Dissertation Abstracts International

Download Dissertation Abstracts International PDF Online Free

Author :
Publisher :
ISBN 13 :
Total Pages : 854 pages
Book Rating : 4.F/5 ( download)

DOWNLOAD NOW!


Book Synopsis Dissertation Abstracts International by :

Download or read book Dissertation Abstracts International written by and published by . This book was released on 2007 with total page 854 pages. Available in PDF, EPUB and Kindle. Book excerpt:

Bayesian Networks

Download Bayesian Networks PDF Online Free

Author :
Publisher : CRC Press
ISBN 13 : 1000410382
Total Pages : 275 pages
Book Rating : 4.0/5 (4 download)

DOWNLOAD NOW!


Book Synopsis Bayesian Networks by : Marco Scutari

Download or read book Bayesian Networks written by Marco Scutari and published by CRC Press.
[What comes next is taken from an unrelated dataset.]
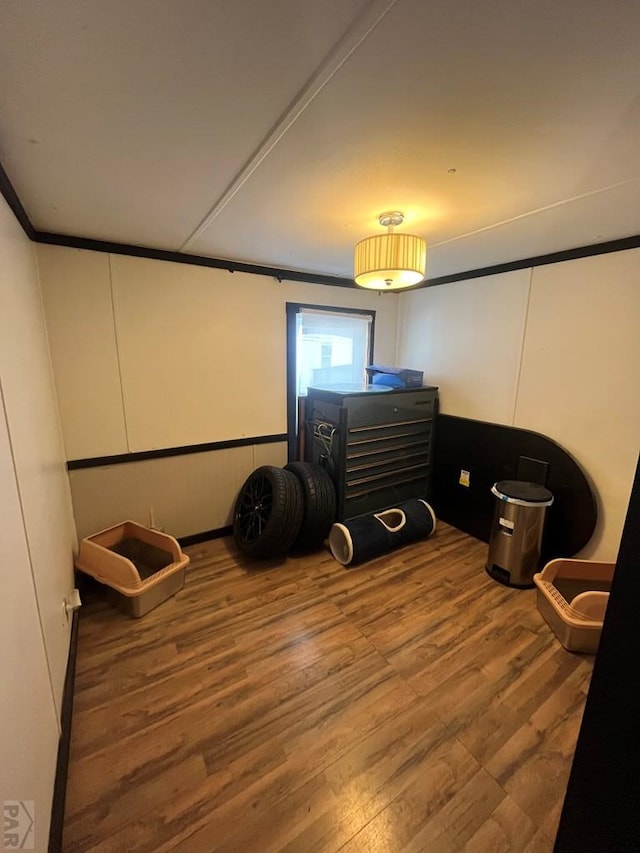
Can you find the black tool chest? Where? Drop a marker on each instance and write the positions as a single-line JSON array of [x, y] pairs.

This book was released on 2021-07-28 with total page 275 pages. Available in PDF, EPUB and Kindle. Book excerpt: Explains the material step-by-step starting from meaningful examples Steps detailed with R code in the spirit of reproducible research Real world data analyses from a Science paper reproduced and explained in detail Examples span a variety of fields across social and life sciences Overview of available software in and outside R

Generalized Additive Models

Download Generalized Additive Models PDF Online Free

Author :
Publisher : CRC Press
ISBN 13 : 1584884746
Total Pages : 412 pages
Book Rating : 4.5/5 (848 download)

DOWNLOAD NOW!


Book Synopsis Generalized Additive Models by : Simon Wood

Download or read book Generalized Additive Models written by Simon Wood and published by CRC Press. This book was released on 2006-02-27 with total page 412 pages. Available in PDF, EPUB and Kindle. Book excerpt: Now in widespread use, generalized additive models (GAMs) have evolved into a standard statistical methodology of considerable flexibility. While Hastie and Tibshirani's outstanding 1990 research monograph on GAMs is largely responsible for this, there has been a long-standing need for an accessible introductory treatment of the subject that also emphasizes recent penalized regression spline approaches to GAMs and the mixed model extensions of these models. Generalized Additive Models: An Introduction with R imparts a thorough understanding of the theory and practical applications of GAMs and related advanced models, enabling informed use of these very flexible tools. The author bases his approach on a framework of penalized regression splines, and builds a well-grounded foundation through motivating chapters on linear and generalized linear models. While firmly focused on the practical aspects of GAMs, discussions include fairly full explanations of the theory underlying the methods. Use of the freely available R software helps explain the theory and illustrates the practicalities of linear, generalized linear, and generalized additive models, as well as their mixed effect extensions. The treatment is rich with practical examples, and it includes an entire chapter on the analysis of real data sets using R and the author's add-on package mgcv. Each chapter includes exercises, for which complete solutions are provided in an appendix. Concise, comprehensive, and essentially self-contained, Generalized Additive Models: An Introduction with R prepares readers with the practical skills and the theoretical background needed to use and understand GAMs and to move on to other GAM-related methods and models, such as SS-ANOVA, P-splines, backfitting and Bayesian approaches to smoothing and additive modelling.